Alright, I know I'm not the only one. I have bad habits, and I'll come out and admit them right here.  I have some bad (this word is subjective, of course) habits, and maybe if I post them, they will be easier to conquer. Although, this reasoning may be wishful thinking...

 

I'll start off with the worst offenders, because these are probably the ones you're most interested in, anyway.

Smoking - I don't do it often, but after a few drinks this is all I want. I  just want a smoke.  I've come to understand it's definitely a social thing as well. Some of my friends smoke regularly, and when they all go out for one, in the middle of winter, what am I supposed to do? Stay inside? Pfftt. I want to know if they're going to share any juicy gossip while I'm alone in the house.

Drinking - This obviously follows closely with the above. I don't drink every day, or every weekend (just most), but when I drink, I can easily go overboard. I'm really trying to be more aware of how the alcohol is affecting me (although after a few too many I could probably care less) and consciously drinking more water in between the boozy beverages.

Choosing Fries Over Veggies - I really actually like vegetables. I can easily polish off a bag of baby carrots (without dip!) while in front of the TV. But when I'm out with friends at a restaurant, all bets are off. I go in with the best intentions ("I'm totally going to have a garden salad, dressing on the side, along with  my entree") however, I seemed to get swayed (by myself or others) to the fried vegetable we call the potato. I mean, the colour isn't even appetizing. I totally need to stop this.

Sleeping Too Little -I sleep too little. This is something I'm really trying to change. I go to bed later than I should and rarely get 7 or 8 hours of shut eye. I'm cranky, will probably be unproductive if I work, and I feel like I eat more when I'm tired.  Not to mention all the extra money I spend at Starbucks or Tim's to get that "fix" I need to keep me awake. And I will never list my coffee consumption as a bad habit, because it's just so right.

Internet/Social Media Time - As I write this post (and lend to hypocrisy), I realize I spend way too much time checking my Facebook, Twitter, Instagram, Tumblr, email, et al., accounts. I just have to know what X is doing, right? Their life seems so much better than mine! Not. I need to keep reminding myself that a) the world will not end if I don't update my friends and followers that I'm going to the movies, or that I've "checked in" to some cool new bar that just opened.

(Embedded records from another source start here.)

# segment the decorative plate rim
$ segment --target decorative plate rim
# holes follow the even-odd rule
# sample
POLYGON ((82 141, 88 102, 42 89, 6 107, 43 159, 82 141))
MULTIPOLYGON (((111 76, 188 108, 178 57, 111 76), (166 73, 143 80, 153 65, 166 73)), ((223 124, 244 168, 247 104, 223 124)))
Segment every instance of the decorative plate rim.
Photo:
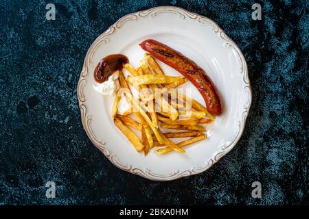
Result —
POLYGON ((184 177, 188 177, 201 173, 209 169, 212 165, 218 162, 221 159, 221 157, 231 151, 231 150, 237 144, 242 134, 246 123, 247 117, 248 116, 252 102, 252 91, 250 86, 246 60, 244 60, 244 55, 237 44, 229 37, 228 37, 223 31, 223 30, 219 27, 219 25, 211 19, 199 15, 198 14, 189 12, 188 10, 183 8, 175 6, 159 6, 135 13, 128 14, 119 19, 106 31, 100 35, 92 43, 86 55, 82 69, 80 73, 80 79, 78 80, 77 86, 77 94, 78 99, 78 105, 81 113, 82 123, 84 129, 85 130, 88 137, 89 138, 92 143, 111 161, 113 164, 114 164, 117 168, 129 172, 132 174, 139 175, 150 180, 159 181, 176 180, 184 177), (117 29, 121 28, 126 22, 135 21, 138 19, 139 18, 142 18, 147 16, 154 17, 163 12, 176 14, 179 15, 180 17, 183 19, 185 19, 186 18, 193 20, 197 19, 198 22, 202 24, 207 23, 208 24, 212 25, 214 32, 219 33, 220 37, 226 41, 226 44, 227 44, 227 46, 231 47, 232 49, 234 49, 236 51, 242 64, 240 73, 243 74, 243 81, 246 84, 244 88, 248 93, 248 102, 246 103, 246 105, 244 105, 244 112, 242 115, 242 120, 238 121, 238 131, 233 140, 229 142, 227 145, 223 145, 220 146, 218 150, 213 153, 211 158, 209 159, 203 166, 194 167, 190 170, 186 170, 182 172, 176 170, 168 175, 158 175, 153 172, 151 170, 147 168, 143 170, 138 168, 134 168, 130 165, 122 164, 117 159, 117 157, 115 155, 112 155, 105 147, 105 143, 98 140, 91 130, 91 115, 87 114, 87 105, 85 104, 86 98, 83 90, 87 81, 85 77, 88 73, 88 66, 93 66, 91 60, 93 52, 95 49, 98 48, 98 46, 102 43, 108 42, 109 38, 107 38, 107 36, 113 34, 117 29))

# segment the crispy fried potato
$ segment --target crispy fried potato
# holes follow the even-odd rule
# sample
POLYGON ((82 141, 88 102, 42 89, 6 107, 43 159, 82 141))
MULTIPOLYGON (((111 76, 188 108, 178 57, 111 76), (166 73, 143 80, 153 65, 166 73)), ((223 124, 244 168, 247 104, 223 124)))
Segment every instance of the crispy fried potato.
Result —
POLYGON ((164 75, 163 71, 150 54, 145 53, 144 56, 154 74, 164 75))
MULTIPOLYGON (((187 81, 187 79, 185 77, 183 77, 179 80, 177 80, 173 83, 169 83, 165 85, 160 91, 161 94, 163 94, 164 92, 167 92, 169 89, 172 88, 176 88, 178 86, 181 86, 183 83, 185 83, 187 81)), ((151 101, 156 98, 156 94, 155 92, 152 93, 151 95, 150 95, 148 97, 147 97, 145 101, 151 101)))
POLYGON ((135 68, 134 68, 133 66, 131 66, 130 63, 124 64, 124 68, 126 69, 126 70, 128 70, 130 73, 130 74, 132 75, 132 76, 133 77, 138 76, 137 72, 136 71, 135 68))
POLYGON ((165 112, 157 112, 157 114, 159 114, 160 116, 168 118, 168 114, 167 113, 165 112))
POLYGON ((159 75, 144 75, 128 78, 130 84, 152 84, 152 83, 170 83, 179 80, 181 77, 167 76, 159 75))
POLYGON ((162 123, 170 125, 195 125, 198 123, 198 119, 196 118, 192 118, 188 119, 177 119, 172 120, 170 118, 163 117, 158 115, 158 120, 162 123))
POLYGON ((123 114, 122 116, 129 116, 133 112, 133 109, 132 107, 128 108, 126 110, 123 114))
MULTIPOLYGON (((164 135, 160 131, 159 131, 159 133, 160 133, 160 136, 161 136, 161 138, 163 139, 164 143, 166 144, 166 145, 168 146, 170 148, 171 148, 172 150, 174 150, 179 153, 185 153, 185 150, 183 150, 183 149, 179 147, 177 144, 176 144, 175 143, 172 142, 170 140, 169 140, 168 138, 164 136, 164 135)), ((161 142, 160 142, 160 143, 161 143, 161 142)))
POLYGON ((133 103, 133 106, 139 111, 139 112, 143 116, 144 119, 149 125, 149 126, 150 127, 153 133, 154 133, 157 138, 158 139, 158 141, 161 144, 163 143, 164 140, 163 140, 161 135, 159 133, 159 130, 154 127, 152 121, 149 118, 149 116, 147 115, 147 114, 145 112, 145 111, 139 106, 139 103, 137 102, 136 102, 136 101, 133 99, 133 96, 132 96, 132 94, 127 94, 127 96, 130 99, 130 102, 133 103))
MULTIPOLYGON (((168 138, 196 137, 203 135, 203 131, 168 132, 163 134, 168 138)), ((152 136, 152 137, 154 137, 152 136)))
POLYGON ((138 67, 137 68, 137 75, 143 75, 144 73, 143 73, 143 69, 141 67, 138 67))
POLYGON ((185 83, 185 82, 187 82, 188 81, 188 79, 186 77, 183 77, 181 79, 180 79, 179 80, 177 80, 176 81, 174 81, 170 84, 167 84, 164 86, 164 88, 166 88, 168 90, 171 89, 171 88, 176 88, 179 86, 180 86, 181 84, 185 83))
MULTIPOLYGON (((179 142, 177 144, 177 146, 180 146, 180 147, 183 147, 185 146, 195 143, 196 142, 201 141, 203 139, 205 139, 207 138, 207 135, 202 135, 202 136, 199 136, 195 138, 192 138, 188 140, 186 140, 183 142, 179 142)), ((163 149, 158 149, 157 151, 155 151, 155 153, 159 154, 159 155, 161 155, 163 153, 165 153, 168 152, 170 152, 172 151, 173 150, 170 148, 170 147, 165 147, 163 149)))
POLYGON ((148 127, 144 127, 145 134, 148 142, 148 145, 150 149, 153 147, 153 139, 152 136, 151 135, 150 129, 148 127))
POLYGON ((165 144, 160 144, 159 142, 154 140, 153 141, 153 146, 166 146, 165 144))
POLYGON ((205 124, 212 124, 212 123, 214 123, 214 120, 205 118, 201 118, 198 120, 198 123, 205 123, 205 124))
POLYGON ((206 116, 206 113, 202 111, 181 111, 179 110, 179 118, 202 118, 206 116))
MULTIPOLYGON (((141 62, 142 62, 141 61, 141 62)), ((147 66, 146 63, 144 63, 144 64, 146 64, 146 66, 144 66, 144 68, 148 67, 147 66)), ((149 68, 148 68, 148 70, 149 70, 149 68)), ((143 75, 143 74, 144 74, 143 68, 142 67, 137 68, 137 74, 139 75, 143 75)), ((131 86, 136 86, 136 85, 135 85, 135 84, 131 84, 131 86)), ((146 85, 141 85, 139 86, 137 86, 137 88, 138 87, 140 87, 142 89, 141 90, 140 93, 139 93, 139 98, 143 101, 144 101, 144 99, 146 98, 147 98, 148 96, 149 96, 151 94, 151 92, 149 90, 149 89, 148 89, 148 86, 146 85)), ((148 112, 149 112, 149 113, 150 114, 151 120, 152 120, 152 121, 153 123, 153 125, 154 125, 154 127, 156 128, 158 128, 159 127, 159 123, 158 123, 158 120, 157 118, 157 114, 155 113, 155 108, 154 108, 155 105, 153 103, 153 101, 146 101, 146 102, 147 102, 147 103, 148 103, 148 112)))
POLYGON ((137 151, 141 151, 144 146, 141 144, 139 138, 126 125, 124 125, 119 119, 114 119, 115 125, 118 127, 118 129, 124 133, 124 136, 128 138, 128 140, 131 142, 133 146, 137 151))
MULTIPOLYGON (((215 118, 215 116, 214 115, 212 115, 211 114, 210 114, 207 109, 206 109, 205 107, 204 107, 203 105, 201 105, 200 103, 198 103, 196 100, 192 99, 192 98, 190 98, 184 94, 178 93, 178 98, 182 99, 183 101, 191 101, 192 103, 192 106, 193 108, 196 109, 198 111, 202 111, 202 112, 205 112, 206 114, 206 116, 207 117, 209 117, 211 119, 214 119, 215 118)), ((192 110, 192 111, 194 111, 192 110)))
POLYGON ((150 71, 150 69, 148 68, 148 65, 147 64, 147 62, 146 60, 142 59, 139 61, 139 66, 141 69, 143 69, 144 75, 152 75, 152 73, 150 71))
POLYGON ((111 113, 111 117, 113 118, 115 118, 115 116, 117 114, 117 112, 118 110, 118 103, 121 98, 122 96, 120 94, 120 90, 118 90, 117 92, 116 92, 116 94, 115 95, 114 103, 113 103, 112 111, 111 113))
POLYGON ((132 119, 128 116, 124 116, 122 115, 117 114, 116 116, 117 118, 119 118, 126 125, 130 126, 131 127, 141 131, 142 128, 142 125, 135 120, 132 119))
POLYGON ((165 100, 164 96, 161 96, 161 112, 163 113, 166 113, 168 115, 168 117, 172 120, 177 119, 179 113, 178 111, 173 107, 168 101, 165 100))
POLYGON ((170 125, 166 123, 161 123, 161 127, 164 129, 176 129, 176 130, 192 130, 192 131, 205 131, 205 127, 201 125, 170 125))
POLYGON ((130 87, 128 85, 128 83, 126 83, 126 81, 124 78, 124 73, 121 70, 119 71, 119 82, 120 84, 120 88, 124 89, 123 90, 124 95, 126 97, 126 102, 128 103, 128 104, 130 105, 130 107, 132 107, 133 109, 134 115, 137 118, 137 119, 139 120, 139 122, 141 124, 143 124, 143 125, 147 124, 147 123, 144 119, 143 116, 141 116, 141 115, 139 112, 138 109, 137 109, 136 107, 135 107, 135 109, 134 108, 135 106, 133 105, 132 101, 131 101, 131 99, 133 99, 133 95, 131 93, 131 90, 130 90, 130 87))
POLYGON ((148 155, 149 153, 149 150, 150 147, 149 146, 149 142, 146 137, 146 134, 145 132, 146 129, 149 129, 148 127, 144 127, 141 129, 141 140, 143 141, 144 145, 145 145, 145 147, 144 148, 144 154, 145 156, 148 155))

And b) people only post what they WANT you to see. Unless you're close to them; really, how many of your "friends" do you call/hang out with on a daily basis.  Limiting my time on the internet will allow me to appreciate life.

Not Changing My Oil - The KM that you need to change it by is only a recommendation, right? I know the longer I put off changing my oil, I decrease gas mileage and risk damaging my car in other ways. It's a hassle, and it costs money. They don't even have good magazines in the garage! I need to get out of this habit so that I get more time with this piece of metal.

Avoiding Dusting - Ok, you may be rolling your eyes at this, but I seriously loathe dusting. I have no problem vacuuming or wiping down the whole house with Lysol, but I don't dust. It's those little things that get me--like the blinds, or the Royal Dalton figurines my grandma left me. I have cats, and friends with allergies, so keeping on top of this would help everyone involved.

 

Can anyone relate? What are your "bad" habits?